Part 1 – “The Steer” 'Branding' is a term we are all keenly aware of …



Part 1 – “The Steer”

'Branding' is a term we are all keenly aware of these days. But how often does anyone stop and think about the origin of the term and the implications of that origin? You have seen it a hundred times in cowboy movies, the ranchers applying the hot iron to the steer's haunch and the branded mark smoking as the cow rejoins the herd. But amongst that herd of thousands of cattle belonging to many different ranches, that brand is readily identifiable. Well, the herd is today's marketplace for products and services. Our clients are the ranchers. The branding that their products and services carry marks them out in exactly the same way.

The cowboy analogy only goes so far though. Modern brands begin with something much less tangible than a cow and a hot iron. A brand is a feeling, a way of doing things. It's about the character of the business. A modern brand is a promise. Marketing speak? Maybe, but drinking a Starbucks coffee in Belfast is the same experience as drinking one in London and here's the point: you know it will be before you walk in, because of the brand. That's how brands work. They offer a mental shortcut to an expectation. Some brands are so successful that they have themselves become verbs – we 'hoover' the carpet or 'google' information. Some brands even transcend this and become standards in themselves. Is Apple, for instance, really the 'Rolls Royce' of personal computing? These concepts only work because of our understanding of how branding works.
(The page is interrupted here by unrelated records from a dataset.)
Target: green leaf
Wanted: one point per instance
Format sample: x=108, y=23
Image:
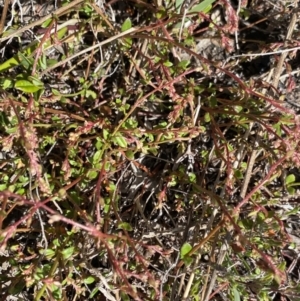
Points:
x=185, y=249
x=67, y=253
x=125, y=226
x=290, y=179
x=126, y=25
x=27, y=86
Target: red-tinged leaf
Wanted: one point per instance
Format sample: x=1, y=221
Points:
x=232, y=18
x=291, y=84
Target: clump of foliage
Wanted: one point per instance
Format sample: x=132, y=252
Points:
x=137, y=165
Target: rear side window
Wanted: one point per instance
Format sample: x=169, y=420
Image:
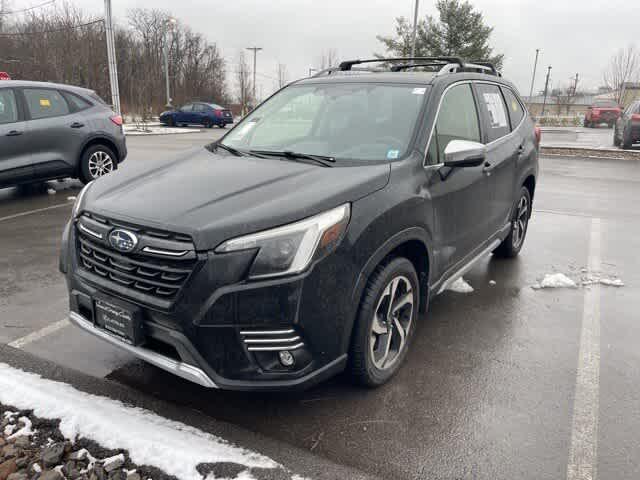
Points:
x=516, y=112
x=457, y=120
x=44, y=103
x=76, y=102
x=8, y=106
x=494, y=111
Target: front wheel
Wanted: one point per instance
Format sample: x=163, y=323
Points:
x=386, y=322
x=96, y=161
x=511, y=246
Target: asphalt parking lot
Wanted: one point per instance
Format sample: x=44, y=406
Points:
x=502, y=383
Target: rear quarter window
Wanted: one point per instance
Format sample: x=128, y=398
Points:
x=516, y=112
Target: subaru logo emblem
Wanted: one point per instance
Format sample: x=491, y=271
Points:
x=123, y=240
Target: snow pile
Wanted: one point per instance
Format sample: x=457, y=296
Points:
x=556, y=280
x=171, y=446
x=460, y=286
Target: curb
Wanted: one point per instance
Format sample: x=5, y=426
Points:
x=293, y=458
x=609, y=154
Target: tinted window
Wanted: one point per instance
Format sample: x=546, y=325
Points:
x=457, y=119
x=45, y=103
x=76, y=102
x=8, y=106
x=516, y=112
x=494, y=111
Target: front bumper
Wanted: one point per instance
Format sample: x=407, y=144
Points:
x=213, y=332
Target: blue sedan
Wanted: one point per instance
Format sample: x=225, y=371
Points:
x=198, y=113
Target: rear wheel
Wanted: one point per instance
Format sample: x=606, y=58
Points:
x=386, y=322
x=97, y=161
x=511, y=246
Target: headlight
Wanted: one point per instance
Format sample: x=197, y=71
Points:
x=291, y=249
x=78, y=204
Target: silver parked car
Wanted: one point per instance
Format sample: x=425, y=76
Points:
x=50, y=131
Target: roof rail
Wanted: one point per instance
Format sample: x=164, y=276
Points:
x=346, y=65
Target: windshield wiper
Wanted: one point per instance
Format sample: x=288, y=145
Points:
x=320, y=159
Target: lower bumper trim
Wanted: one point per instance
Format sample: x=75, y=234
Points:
x=181, y=369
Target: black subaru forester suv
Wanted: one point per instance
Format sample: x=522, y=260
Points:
x=307, y=240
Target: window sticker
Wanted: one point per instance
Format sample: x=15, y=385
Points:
x=495, y=107
x=393, y=154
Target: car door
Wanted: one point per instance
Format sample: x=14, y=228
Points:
x=15, y=151
x=503, y=150
x=184, y=113
x=459, y=195
x=56, y=132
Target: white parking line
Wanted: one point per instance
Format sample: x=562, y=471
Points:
x=37, y=335
x=38, y=210
x=583, y=452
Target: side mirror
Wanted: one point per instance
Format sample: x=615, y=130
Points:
x=464, y=153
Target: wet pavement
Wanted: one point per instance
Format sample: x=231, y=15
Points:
x=489, y=387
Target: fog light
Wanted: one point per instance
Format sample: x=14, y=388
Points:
x=286, y=358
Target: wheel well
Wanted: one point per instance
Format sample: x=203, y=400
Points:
x=102, y=141
x=530, y=184
x=416, y=252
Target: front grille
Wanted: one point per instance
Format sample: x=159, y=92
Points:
x=148, y=274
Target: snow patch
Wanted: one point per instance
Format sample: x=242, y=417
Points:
x=556, y=280
x=150, y=439
x=24, y=431
x=460, y=286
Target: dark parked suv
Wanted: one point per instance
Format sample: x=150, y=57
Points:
x=50, y=131
x=307, y=239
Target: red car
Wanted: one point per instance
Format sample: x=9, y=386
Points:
x=602, y=111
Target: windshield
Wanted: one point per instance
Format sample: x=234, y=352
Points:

As a design house, we might like to think that we mystically create brands for clients, we don't really. We can only help bring them to life from the ideas that already exist. Our first task is always to challenge our clients to tell us what it is their business believes in and stands for. From these discussions we can tease out the detail and work on all the elements that finally add up to the visual representation of the brand: the colours, imagery, voice, language, typography etc. And every detail is important.